The first alternative we encountered was the overnight VIP bus (145,000 kip). Now don’t be confused by the label VIP. Usually this just means an air conditioned bus with padded, sometimes reclining seats. Yes, it’s better than the non-AC, hard seat local bus, but it is nothing fancy. In fact, the AC often leaks . . .

Online posts told of a 13 – 14 hour overnight ride on twisty, turny roads in mostly upright seats with the lights on, TV blasting, and many vomiting passengers This did not sound like a great way to spend the night, so we continued to research our options.

I really wanted to see Laos Loy Kratong. We had observed the boats being built in Luang Prabang. We didn’t want to risk overstaying our visa, however, so we couldn’t stay in Luang Prabang for the holiday. I thought maybe we could break up the journey by stopping in a town closer to the border and seeing the festivities there.

I found two towns on the map that looked like good options, Luang Namtha and Nong Kiaw.

An online search led me to believe that there was a better chance of seeing fireboats in Luang Namtha. And also Luang Namtha is closer to the border. So we booked a minivan to Luang Namtha for 110,000 kip (13.50 USD) per person.

We left Luang Prabang in the morning and spent 8 hours bouncing around the van on the winding mountain roads, prompting this facebook post.

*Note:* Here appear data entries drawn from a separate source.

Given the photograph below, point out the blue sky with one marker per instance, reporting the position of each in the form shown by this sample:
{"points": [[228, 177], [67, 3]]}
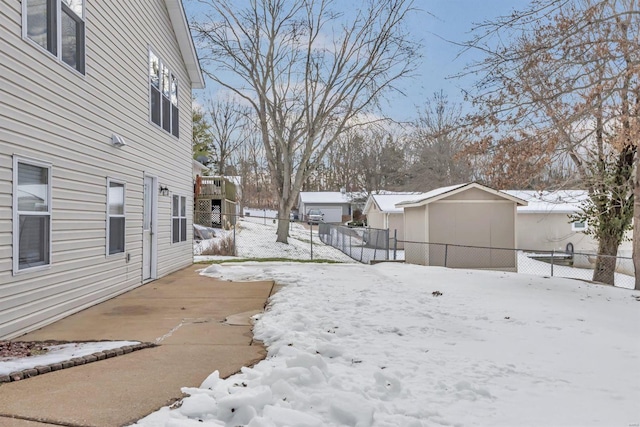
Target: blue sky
{"points": [[438, 21]]}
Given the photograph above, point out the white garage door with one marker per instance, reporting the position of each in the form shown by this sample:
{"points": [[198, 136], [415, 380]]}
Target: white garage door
{"points": [[330, 214]]}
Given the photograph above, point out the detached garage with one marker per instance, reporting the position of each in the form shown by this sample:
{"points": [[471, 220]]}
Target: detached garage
{"points": [[335, 205], [462, 226]]}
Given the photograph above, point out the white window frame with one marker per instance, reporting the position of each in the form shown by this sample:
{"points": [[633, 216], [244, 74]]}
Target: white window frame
{"points": [[16, 214], [58, 37], [173, 130], [182, 202], [578, 226], [123, 215]]}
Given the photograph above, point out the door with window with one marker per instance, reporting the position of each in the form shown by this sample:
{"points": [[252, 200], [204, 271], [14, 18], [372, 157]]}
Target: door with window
{"points": [[150, 206]]}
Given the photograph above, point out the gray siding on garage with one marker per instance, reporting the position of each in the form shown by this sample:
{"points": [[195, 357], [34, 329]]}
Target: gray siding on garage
{"points": [[50, 113]]}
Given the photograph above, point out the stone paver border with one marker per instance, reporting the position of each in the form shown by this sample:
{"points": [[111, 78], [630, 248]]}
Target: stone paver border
{"points": [[76, 361]]}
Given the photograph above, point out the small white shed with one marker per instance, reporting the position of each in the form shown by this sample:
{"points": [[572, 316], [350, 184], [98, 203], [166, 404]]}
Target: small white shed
{"points": [[335, 205], [381, 212]]}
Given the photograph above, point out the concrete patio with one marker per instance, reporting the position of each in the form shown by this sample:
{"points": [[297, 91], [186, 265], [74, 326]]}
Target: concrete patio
{"points": [[184, 313]]}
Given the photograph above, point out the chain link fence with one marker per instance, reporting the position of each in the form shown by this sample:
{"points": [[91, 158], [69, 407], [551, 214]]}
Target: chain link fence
{"points": [[618, 271], [361, 244], [254, 236]]}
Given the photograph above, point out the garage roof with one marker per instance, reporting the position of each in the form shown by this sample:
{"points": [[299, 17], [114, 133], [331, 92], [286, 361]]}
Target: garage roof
{"points": [[387, 202], [560, 201], [441, 193]]}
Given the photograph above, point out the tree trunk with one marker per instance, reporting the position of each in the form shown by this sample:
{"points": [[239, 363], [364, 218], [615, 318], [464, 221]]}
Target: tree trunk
{"points": [[606, 260], [284, 210], [636, 222]]}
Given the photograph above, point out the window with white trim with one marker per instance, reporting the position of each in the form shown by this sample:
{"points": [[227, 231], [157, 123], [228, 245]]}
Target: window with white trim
{"points": [[179, 219], [163, 96], [58, 27], [115, 217], [578, 226], [31, 214]]}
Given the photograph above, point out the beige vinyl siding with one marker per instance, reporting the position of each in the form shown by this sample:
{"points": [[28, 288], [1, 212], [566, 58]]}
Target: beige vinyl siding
{"points": [[551, 231], [50, 113], [479, 223]]}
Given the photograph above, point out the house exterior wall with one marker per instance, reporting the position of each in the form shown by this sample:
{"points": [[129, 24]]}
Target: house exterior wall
{"points": [[486, 224], [550, 231], [416, 229], [333, 212], [51, 113], [470, 218], [375, 218]]}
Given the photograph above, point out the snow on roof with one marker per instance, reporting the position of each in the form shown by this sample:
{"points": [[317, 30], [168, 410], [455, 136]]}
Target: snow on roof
{"points": [[559, 201], [185, 42], [439, 193], [387, 201], [324, 197]]}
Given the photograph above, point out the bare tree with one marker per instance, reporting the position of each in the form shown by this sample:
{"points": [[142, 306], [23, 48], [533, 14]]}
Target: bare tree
{"points": [[436, 145], [229, 126], [567, 84], [310, 74]]}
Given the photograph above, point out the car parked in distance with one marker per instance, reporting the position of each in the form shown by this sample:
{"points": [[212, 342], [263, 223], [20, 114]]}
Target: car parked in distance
{"points": [[315, 216]]}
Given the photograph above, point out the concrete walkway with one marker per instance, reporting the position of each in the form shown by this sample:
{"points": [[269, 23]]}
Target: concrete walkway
{"points": [[183, 313]]}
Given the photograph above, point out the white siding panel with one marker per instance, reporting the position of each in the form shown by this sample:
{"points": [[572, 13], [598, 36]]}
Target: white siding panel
{"points": [[50, 113]]}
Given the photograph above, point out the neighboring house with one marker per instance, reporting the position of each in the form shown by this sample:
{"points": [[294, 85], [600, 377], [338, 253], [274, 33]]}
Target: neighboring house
{"points": [[545, 223], [95, 153], [198, 169], [335, 205], [464, 215], [381, 212], [216, 201]]}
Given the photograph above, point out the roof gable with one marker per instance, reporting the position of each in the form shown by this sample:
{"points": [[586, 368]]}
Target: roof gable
{"points": [[335, 197], [444, 192], [387, 202], [185, 42], [559, 201]]}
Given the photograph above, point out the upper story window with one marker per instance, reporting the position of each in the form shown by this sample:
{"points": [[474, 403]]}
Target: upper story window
{"points": [[31, 214], [57, 26], [163, 93]]}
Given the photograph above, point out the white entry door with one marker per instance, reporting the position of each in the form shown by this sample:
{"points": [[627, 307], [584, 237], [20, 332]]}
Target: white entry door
{"points": [[150, 206]]}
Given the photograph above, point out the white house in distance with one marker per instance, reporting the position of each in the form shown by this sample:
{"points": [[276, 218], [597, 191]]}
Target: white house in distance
{"points": [[335, 205], [381, 212], [96, 183], [459, 226], [545, 223]]}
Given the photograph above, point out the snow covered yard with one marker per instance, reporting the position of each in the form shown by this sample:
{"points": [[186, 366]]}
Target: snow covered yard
{"points": [[405, 345], [256, 238]]}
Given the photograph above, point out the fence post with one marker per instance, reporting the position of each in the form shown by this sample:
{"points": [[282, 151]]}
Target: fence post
{"points": [[350, 243], [395, 244], [386, 243], [311, 238], [446, 251]]}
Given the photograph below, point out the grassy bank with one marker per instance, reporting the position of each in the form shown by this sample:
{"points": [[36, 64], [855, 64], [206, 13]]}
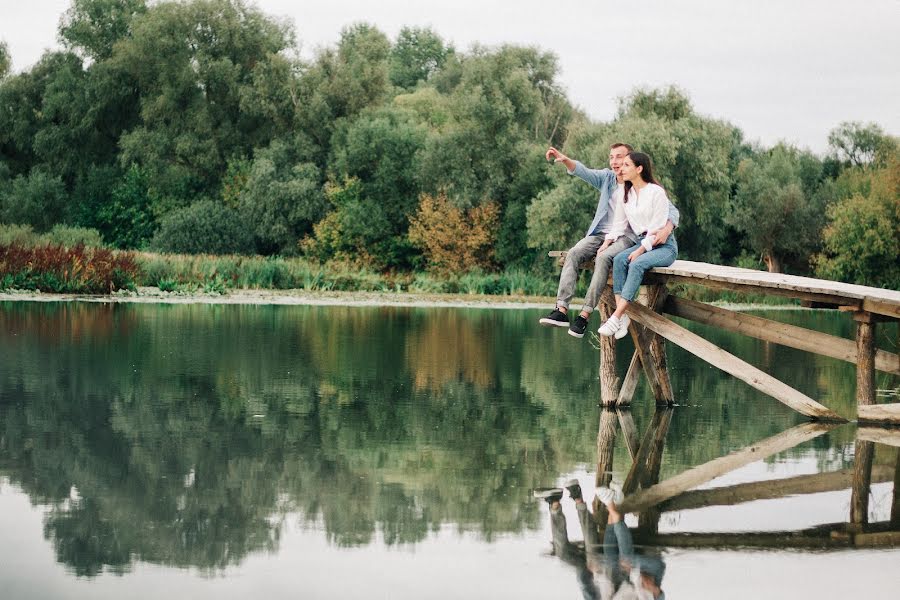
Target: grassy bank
{"points": [[69, 260]]}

Thank goodness for Dramamine!

About 20 minutes before arriving in Luang Namtha, a rock slide closed the road for an hour.

Luang Prabang to Luang Namtha

It was kind of annoying, but not too bad as far as travel delays go. Plus, standing around on the roadside with a bunch of other travelers is better than a loud, vomitus, bumpy overnight bus ride.

We stayed 2 nights in Luang Namtha and spent a fun day in the little town, kayaking and participating in the Loy Kratong festival.

The following morning we took a local bus for 80,000 kip (10 USD) to Huay Xai, where we exited Laos. Then we took a bus across to the Thai border. After a simple pass through immigration, we were back in Thailand. A songtheow took us to Chiang Kong where we stayed the night.

We may have missed out on the slow boat, but saved $75 and added a fun stop in a small Laos town that we never would have visited if we hadn’t changed our itinerary.